Over the last few months, I have worked with the International Committee of the Red Cross (ICRC) and the International Federation of Red Cross and Red Crescent Societies (IFRC) on a short guide to help humanitarian organizations use social media to improve communications with people and communities who are living through a natural disaster or conflict. The guide, which also received support from the United Nations Office for the Coordination of Humanitarian Affairs (UNOCHA), is being released today.
The idea behind the document is really simple:
- People use social media during crises, so disaster responders need to listen to what people are saying and use social media to respond to concerns and queries.

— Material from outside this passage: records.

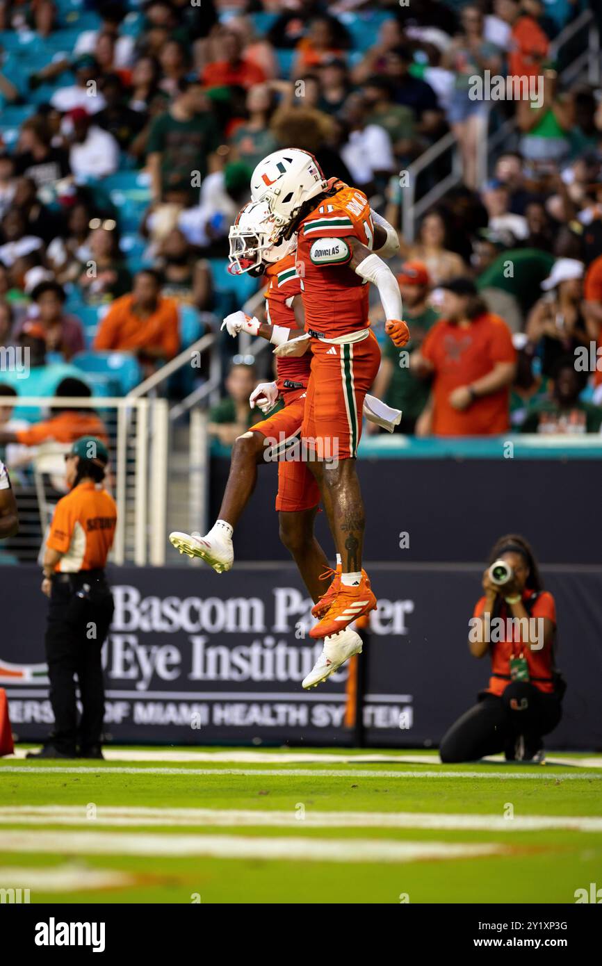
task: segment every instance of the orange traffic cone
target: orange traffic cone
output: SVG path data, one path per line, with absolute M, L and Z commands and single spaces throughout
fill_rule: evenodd
M 14 745 L 13 744 L 13 731 L 11 730 L 11 719 L 9 718 L 9 702 L 4 688 L 0 688 L 0 757 L 3 754 L 13 754 Z

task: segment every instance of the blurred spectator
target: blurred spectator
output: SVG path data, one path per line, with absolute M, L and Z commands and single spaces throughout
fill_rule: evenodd
M 433 88 L 412 75 L 411 65 L 411 51 L 394 47 L 387 54 L 385 74 L 392 84 L 395 102 L 414 111 L 416 130 L 428 136 L 439 129 L 443 115 Z
M 534 371 L 533 356 L 524 332 L 512 337 L 516 349 L 516 375 L 510 392 L 510 422 L 520 429 L 532 407 L 546 395 L 548 380 Z
M 159 88 L 170 98 L 177 97 L 180 81 L 184 80 L 190 71 L 187 48 L 180 41 L 172 38 L 161 48 L 158 63 L 162 73 Z
M 363 88 L 368 111 L 368 125 L 384 128 L 398 157 L 411 158 L 419 154 L 424 141 L 416 137 L 414 111 L 394 103 L 390 82 L 386 77 L 370 77 Z
M 455 73 L 455 91 L 447 111 L 447 120 L 458 138 L 464 183 L 476 187 L 476 145 L 486 136 L 487 103 L 472 99 L 469 92 L 475 77 L 485 71 L 500 73 L 500 51 L 483 36 L 483 14 L 478 7 L 468 4 L 460 14 L 462 31 L 451 42 L 443 58 L 443 66 Z
M 269 83 L 255 84 L 246 94 L 248 118 L 239 125 L 229 143 L 238 157 L 252 171 L 262 157 L 277 148 L 273 134 L 269 130 L 270 119 L 275 108 L 275 92 Z
M 86 262 L 77 284 L 89 305 L 99 305 L 126 295 L 131 289 L 131 273 L 119 247 L 119 234 L 112 227 L 95 228 L 88 239 Z
M 81 323 L 73 315 L 65 315 L 65 290 L 58 282 L 41 282 L 31 294 L 35 322 L 42 326 L 46 349 L 60 353 L 66 362 L 76 353 L 83 352 L 84 335 Z M 33 313 L 32 313 L 33 314 Z M 17 326 L 14 337 L 18 338 L 28 322 Z
M 368 124 L 365 99 L 350 94 L 345 101 L 343 120 L 348 138 L 341 148 L 341 157 L 351 172 L 354 185 L 373 194 L 395 170 L 391 139 L 386 128 Z
M 422 218 L 418 241 L 404 245 L 407 258 L 423 262 L 433 285 L 441 285 L 449 278 L 466 272 L 466 266 L 459 255 L 447 247 L 447 226 L 440 212 L 427 212 Z
M 83 107 L 71 111 L 70 119 L 72 133 L 69 162 L 75 178 L 106 178 L 117 171 L 119 145 L 113 135 L 93 123 Z
M 15 419 L 13 415 L 16 399 L 16 389 L 12 385 L 0 383 L 0 434 L 18 433 L 20 430 L 29 428 L 27 420 Z M 11 467 L 11 471 L 17 469 L 24 463 L 28 462 L 30 455 L 27 446 L 20 446 L 18 443 L 14 442 L 7 444 L 6 462 Z
M 389 406 L 401 410 L 399 432 L 414 433 L 416 419 L 428 400 L 429 385 L 410 370 L 410 355 L 420 348 L 424 336 L 439 319 L 439 314 L 429 303 L 430 279 L 426 267 L 421 262 L 404 262 L 397 281 L 404 319 L 410 327 L 412 337 L 403 350 L 397 349 L 390 339 L 386 340 L 381 368 L 372 391 Z M 374 423 L 366 425 L 368 432 L 376 431 Z
M 418 436 L 495 436 L 509 426 L 509 386 L 516 353 L 502 319 L 487 311 L 468 278 L 442 288 L 443 318 L 427 333 L 411 365 L 432 376 L 431 399 Z
M 144 269 L 135 275 L 131 295 L 117 298 L 100 321 L 94 348 L 133 353 L 147 373 L 177 355 L 178 308 L 161 295 L 157 271 Z
M 162 294 L 185 305 L 207 309 L 212 298 L 212 275 L 207 262 L 196 257 L 186 236 L 172 229 L 157 246 L 163 275 Z
M 333 16 L 320 15 L 309 22 L 309 29 L 296 47 L 291 76 L 299 77 L 327 60 L 339 58 L 348 45 L 345 27 Z
M 245 362 L 233 362 L 226 376 L 228 395 L 214 406 L 209 413 L 209 432 L 224 446 L 231 446 L 237 437 L 258 422 L 257 410 L 251 410 L 248 397 L 257 385 L 255 367 Z M 262 414 L 259 416 L 263 418 Z
M 250 177 L 251 169 L 243 161 L 232 161 L 223 171 L 208 175 L 201 185 L 199 204 L 185 209 L 177 216 L 178 227 L 190 244 L 198 248 L 211 245 L 208 254 L 227 254 L 228 231 L 248 201 Z M 155 215 L 151 214 L 148 223 L 152 232 L 156 230 L 155 222 Z
M 0 155 L 0 218 L 8 212 L 14 194 L 14 158 Z
M 320 98 L 315 106 L 327 114 L 337 114 L 351 90 L 345 61 L 340 57 L 326 57 L 316 66 L 315 76 L 320 89 Z M 366 94 L 365 88 L 363 93 Z
M 376 43 L 365 51 L 353 71 L 356 84 L 363 84 L 373 74 L 382 74 L 387 70 L 387 57 L 391 50 L 403 44 L 404 34 L 394 17 L 384 20 L 379 29 Z
M 541 106 L 534 100 L 517 100 L 516 121 L 522 132 L 520 150 L 533 173 L 547 172 L 566 159 L 570 151 L 572 110 L 557 93 L 557 72 L 544 70 Z
M 23 213 L 18 208 L 9 209 L 0 223 L 0 262 L 10 269 L 21 255 L 43 246 L 39 236 L 27 233 Z
M 34 75 L 41 80 L 47 79 L 50 69 Z M 104 98 L 98 91 L 99 64 L 96 57 L 83 54 L 74 66 L 75 83 L 59 87 L 50 98 L 52 107 L 61 114 L 81 108 L 86 114 L 96 114 L 104 107 Z
M 25 219 L 26 235 L 41 238 L 44 243 L 55 237 L 58 219 L 40 201 L 36 183 L 32 178 L 15 179 L 13 204 Z
M 125 6 L 111 0 L 102 0 L 97 9 L 101 17 L 100 26 L 98 30 L 84 30 L 79 35 L 73 47 L 73 55 L 78 57 L 81 54 L 94 54 L 99 37 L 108 34 L 115 41 L 115 66 L 129 67 L 133 60 L 134 39 L 128 34 L 120 36 L 119 33 L 126 16 Z
M 221 57 L 208 64 L 202 74 L 205 87 L 244 87 L 248 90 L 253 84 L 266 80 L 261 67 L 243 57 L 243 41 L 233 30 L 223 30 L 219 34 Z
M 552 393 L 534 403 L 522 425 L 523 433 L 599 433 L 602 409 L 579 398 L 586 386 L 587 373 L 575 370 L 575 357 L 557 359 L 553 370 Z
M 90 237 L 90 209 L 83 201 L 75 202 L 65 215 L 63 229 L 46 249 L 46 260 L 62 285 L 73 281 L 82 262 L 91 257 L 87 244 Z
M 16 337 L 16 348 L 21 351 L 28 367 L 2 373 L 2 382 L 12 385 L 19 396 L 54 396 L 62 380 L 68 377 L 86 382 L 81 370 L 71 362 L 49 362 L 46 359 L 46 336 L 39 322 L 26 322 Z M 38 407 L 19 407 L 15 416 L 28 421 L 41 418 Z
M 56 387 L 55 396 L 62 399 L 90 398 L 92 391 L 79 379 L 67 378 Z M 102 420 L 89 407 L 53 406 L 54 412 L 27 429 L 0 429 L 0 445 L 16 442 L 22 446 L 39 446 L 43 442 L 73 442 L 82 436 L 95 436 L 102 442 L 108 437 Z M 32 454 L 33 455 L 33 454 Z
M 517 242 L 523 242 L 528 234 L 527 218 L 509 211 L 510 190 L 503 182 L 487 182 L 481 197 L 487 209 L 488 226 L 493 232 L 511 232 Z
M 21 125 L 14 165 L 16 173 L 31 179 L 37 187 L 71 174 L 68 153 L 52 147 L 50 129 L 41 117 L 29 118 Z
M 559 258 L 541 283 L 546 295 L 531 310 L 526 331 L 531 351 L 541 353 L 544 376 L 551 377 L 560 357 L 588 342 L 581 307 L 583 277 L 582 262 Z
M 106 106 L 95 115 L 95 122 L 115 138 L 121 151 L 129 151 L 132 140 L 144 128 L 144 116 L 126 103 L 126 88 L 119 74 L 106 74 L 102 80 L 102 94 Z
M 183 80 L 178 88 L 169 110 L 155 119 L 149 134 L 147 164 L 155 202 L 198 198 L 193 174 L 205 178 L 208 158 L 219 146 L 219 131 L 206 110 L 200 84 Z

- Information and feedback gathered through social media has to be shared with those who are responsible for the response (i.e. programmes) so that they can improve how they are responding.
- Those who have provided feedback/information need to hear how their feedback/information was used.
While this might look obvious, doing so in the middle of a crisis is not trivial. That is why the 20-page guide “How to Use Social Media to Better Engage People Affected by Crises” focuses a lot on how to prepare for an emergency so that you can use social media effectively when needed.
The guide is primarily written for people in humanitarian organizations who have social media as one of their responsibilities, but who are not able to draw on a whole social media team to manage a crisis. The focus is on concrete, practical advice to make their work easier. For people who want to delve deeper, I included a large number of links to the best resources I know.
While writing the document I also received input from staff and consultants working for BBC Media Action, the Red Cross Global Disaster Preparedness Center, Indonesian Red Cross, Internews, IRC, Facebook, Kenya Red Cross, the Syrian Red Crescent, Trilateral Research, Twitter and UNHCR. Thank you!
The document is released under a Creative Commons Attribution-ShareAlike 4.0 International License.